When £3,000 "top-up" fees were introduced a new regulator was set up to ensure "fair access" to students from all backgrounds. Universities have introduced generous bursary schemes for students from the poorest backgrounds, with Imperial giving out around £500,000 this year. The bursary is designed to help with living expenses, in an attempt to encourage students who might be put off by the higher fees.
Yesterday the regulator, Sir Martin Harris, stated that he felt this was not working, with no noticeable increase in the number of students from poor backgrounds in the first year. This is despite the Office for Fair Access (Offa) having not completed its review of the bursary schemes, with no evidence as to how many students received money from their universities.

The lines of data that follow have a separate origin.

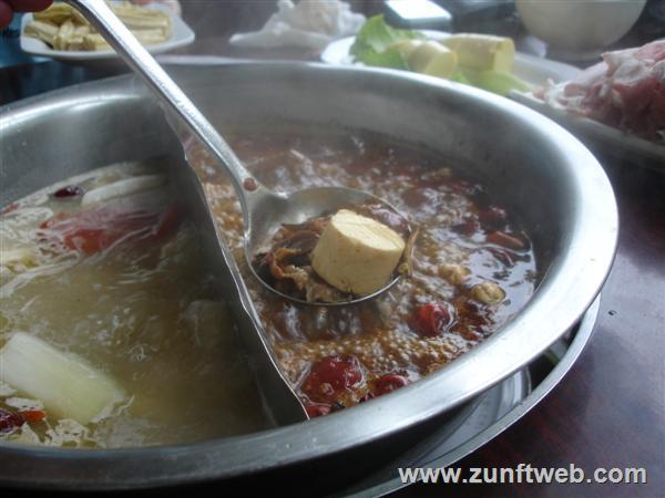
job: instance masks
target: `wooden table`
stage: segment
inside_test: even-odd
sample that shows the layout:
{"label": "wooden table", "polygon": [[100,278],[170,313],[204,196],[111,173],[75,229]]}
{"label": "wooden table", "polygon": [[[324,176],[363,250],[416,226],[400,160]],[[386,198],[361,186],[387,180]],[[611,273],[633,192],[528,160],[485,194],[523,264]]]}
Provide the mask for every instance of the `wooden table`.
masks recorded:
{"label": "wooden table", "polygon": [[[366,12],[376,2],[355,2]],[[311,59],[313,52],[247,52],[227,44],[257,29],[272,2],[185,3],[197,42],[180,53]],[[266,7],[266,4],[269,4]],[[209,6],[209,2],[207,2]],[[231,13],[231,14],[229,14]],[[241,15],[241,13],[243,15]],[[0,70],[0,103],[104,77],[117,68],[55,62]],[[418,485],[395,496],[655,497],[665,489],[665,174],[600,155],[615,188],[621,232],[594,335],[563,382],[518,424],[459,463],[470,467],[644,467],[646,485]],[[657,491],[661,489],[661,491]]]}

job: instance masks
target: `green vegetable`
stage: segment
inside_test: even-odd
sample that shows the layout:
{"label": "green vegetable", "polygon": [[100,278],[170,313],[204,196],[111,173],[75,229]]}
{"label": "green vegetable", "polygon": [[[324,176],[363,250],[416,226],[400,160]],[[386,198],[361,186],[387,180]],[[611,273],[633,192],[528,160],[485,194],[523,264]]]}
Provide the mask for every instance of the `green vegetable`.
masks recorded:
{"label": "green vegetable", "polygon": [[[375,15],[360,28],[350,48],[350,54],[358,62],[380,68],[437,75],[447,72],[450,74],[449,71],[454,70],[450,80],[499,95],[508,95],[511,90],[522,92],[531,90],[525,81],[509,71],[488,69],[512,65],[514,45],[510,39],[482,34],[456,34],[442,40],[441,43],[454,51],[457,62],[463,66],[458,65],[454,69],[454,64],[448,63],[443,64],[446,71],[438,72],[433,71],[434,68],[428,72],[427,64],[420,64],[422,68],[418,66],[416,52],[421,43],[407,43],[409,40],[427,40],[427,38],[417,31],[392,28],[386,23],[383,15]],[[464,61],[468,64],[464,64]]]}
{"label": "green vegetable", "polygon": [[350,54],[356,61],[367,65],[408,70],[407,61],[400,51],[390,45],[400,40],[423,38],[416,31],[392,28],[386,23],[383,15],[375,15],[360,28]]}
{"label": "green vegetable", "polygon": [[508,95],[511,90],[528,92],[529,83],[507,71],[482,71],[478,73],[474,85],[499,95]]}

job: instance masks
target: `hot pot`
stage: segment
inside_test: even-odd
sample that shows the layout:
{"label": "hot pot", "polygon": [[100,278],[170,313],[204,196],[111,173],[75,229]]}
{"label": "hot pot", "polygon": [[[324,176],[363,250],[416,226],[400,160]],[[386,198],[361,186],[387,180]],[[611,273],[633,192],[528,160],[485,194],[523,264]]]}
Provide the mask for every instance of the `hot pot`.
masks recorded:
{"label": "hot pot", "polygon": [[[526,307],[480,346],[369,403],[307,422],[280,417],[274,406],[273,429],[191,445],[68,450],[4,444],[3,485],[117,490],[238,483],[268,473],[325,487],[321,468],[326,475],[335,468],[336,483],[340,474],[357,477],[431,427],[462,419],[470,400],[565,333],[604,282],[617,237],[610,183],[580,142],[535,112],[468,86],[391,71],[238,63],[168,72],[223,132],[290,124],[359,128],[439,152],[521,214],[542,279]],[[19,102],[1,116],[0,205],[89,168],[177,155],[178,141],[160,106],[131,75]],[[252,326],[250,303],[234,295],[242,287],[238,270],[231,259],[224,263],[227,299]],[[277,382],[257,373],[258,384]],[[268,404],[275,390],[278,397],[279,387],[268,386]]]}

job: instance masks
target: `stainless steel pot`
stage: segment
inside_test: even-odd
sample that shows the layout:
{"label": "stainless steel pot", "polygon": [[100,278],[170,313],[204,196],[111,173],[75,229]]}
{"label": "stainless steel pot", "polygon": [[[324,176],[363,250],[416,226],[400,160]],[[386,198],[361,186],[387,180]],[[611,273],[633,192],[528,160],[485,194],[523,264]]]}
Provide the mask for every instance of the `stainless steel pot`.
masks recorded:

Sir Martin's view, supported by current higher education minister Bill Rammell, is that bursary money would be better spent on summer courses and encouragement for pre-GCSE teenagers from poorer backgrounds, encouraging them to take a path to university earlier on. Neither man suggested how those poor students could afford to attend a university with reduced bursaries.
Sir Martin and Mr Rammell stated that they were talking about bursaries in future, rather than depriving any students of bursaries they already receive.
The NUS has responded, with Vice President (Education) Wes Streeting telling the Guardian: "I am surprised Martin Harris feels able to draw such firm conclusions very early on. I am really worried he is underplaying the importance of bursaries."